In [6]:
import pandas as pd
import numpy as np
import pickle
import logging

from sklearn.model_selection import train_test_split
from app.data_engineering.data_access import read_db
from app.utils.multi_column_label_encode import MultiColumnLabelEncoder
from app.data_engineering.feature_engineering import FeatureEngineering
from app.model import Model


pd.set_option('display.max_rows', 1000)
pd.set_option('display.max_columns', 500)
pd.set_option('display.width', 1000)

In [None]:
datasets = read_db()

In [None]:
datasets.keys()

In [None]:
df_batch1 = datasets['batch1']
df_batch2 = datasets['batch2']
df_test = datasets['test']

## Définition de nos labels et de nos features

In [None]:
FEATURES = df_test['vols'].columns.tolist()
FEATURES.remove('NIVEAU DE SECURITE')
FEATURES

In [None]:
LABELS = list(set(df_batch1['vols'].columns.tolist()) - set(df_test['vols'].columns.tolist()))
LABELS

In [None]:
df_batch1.keys(), df_batch2.keys(), df_test.keys()

# Feature Engineering

In [None]:
# la valeur a prédire 
label = "RETARD A L'ARRIVEE"

In [None]:
def train_test_split_80_20(X, y): 
    return train_test_split(X, y, test_size=0.2, random_state=42)

In [None]:
vol_batch1_smaller = pd.concat([df_batch1['vols'], df_batch2['vols']]).tail(1500000)#.head(1200000)

In [None]:
vol_batch1_smaller[FEATURES+[label]].head()

In [None]:
vol_batch1_smaller[FEATURES+[label]].describe(include='all')

In [None]:
vol_batch1_smaller[FEATURES+[label]].corr()

In [None]:
# %load ../certifia/data_cleaning.py
class DataCleaning:
    def __init__(self, features_columns, label):
        self.features_columns = features_columns
        self.label = label

    def remove_unused_columns(self, df):
        if 'NIVEAU DE SECURITE' in df.columns:
            df = df.drop(columns=['NIVEAU DE SECURITE'])
        return df

    def cleaning(self, df):
        df = df.dropna(subset=self.features_columns)
        if self.label in df.columns:
            df = df.dropna(subset=[self.label])
        return df

    def transform(self, df):
        df = df.copy()
        df = self.cleaning(df)
        df = self.remove_unused_columns(df)
        df.loc[:, 'DATE'] = pd.to_datetime(df['DATE'])
        return df


In [None]:
cleaning = DataCleaning(features_columns=FEATURES, label=label)
cleaned_vol = cleaning.transform(vol_batch1_smaller)

In [None]:
X = cleaned_vol[FEATURES]
y = cleaned_vol[label]#.apply(lambda x: 1 if x>0 else 0)

In [None]:
X_train, X_test, y_train, y_test = train_test_split_80_20(X, y)

In [None]:
# %load ../certifia/feature_engineering.py
import pickle
import pandas as pd

from certifia.utils.multi_column_label_encode import MultiColumnLabelEncoder


class FeatureEngineering:
    def __init__(self, training_columns=None, columns_to_dummify=None):
        self.training_columns = training_columns
        self.columns_to_dummify = columns_to_dummify
        self.label_encoder = MultiColumnLabelEncoder(columns=self.columns_to_dummify)
        self.average_nb_plane_by_day = {}

    def get_month(self, df):
        return df.apply(lambda x: x.month)

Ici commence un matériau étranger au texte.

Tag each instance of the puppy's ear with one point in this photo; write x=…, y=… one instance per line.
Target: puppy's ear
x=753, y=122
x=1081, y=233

    def get_week(self, df):
        return df.apply(lambda x: x.week)

    def get_hour(self, df):
        return df.apply(lambda x: x // 100)

    def __get_dict_of_average_plane_by_day(self, df, airport_type: str):
        min_date = df['DATE'].min()
        max_date = df['DATE'].max()
        number_of_days = (max_date - min_date).days + 1
        return df[
            [airport_type, 'IDENTIFIANT', 'DATE']].groupby([airport_type, 'DATE']).count().reset_index()[
            [airport_type, 'IDENTIFIANT']].groupby([airport_type]).sum().apply(
            lambda x: x / number_of_days
        )['IDENTIFIANT'].to_dict()

    def get_average_plane_take_off_or_landing_by_day(self, df, airport_type):
        self.average_nb_plane_by_day[airport_type] = self.__get_dict_of_average_plane_by_day(df, airport_type)
        return df[airport_type].apply(lambda x: self.average_nb_plane_by_day[airport_type][x])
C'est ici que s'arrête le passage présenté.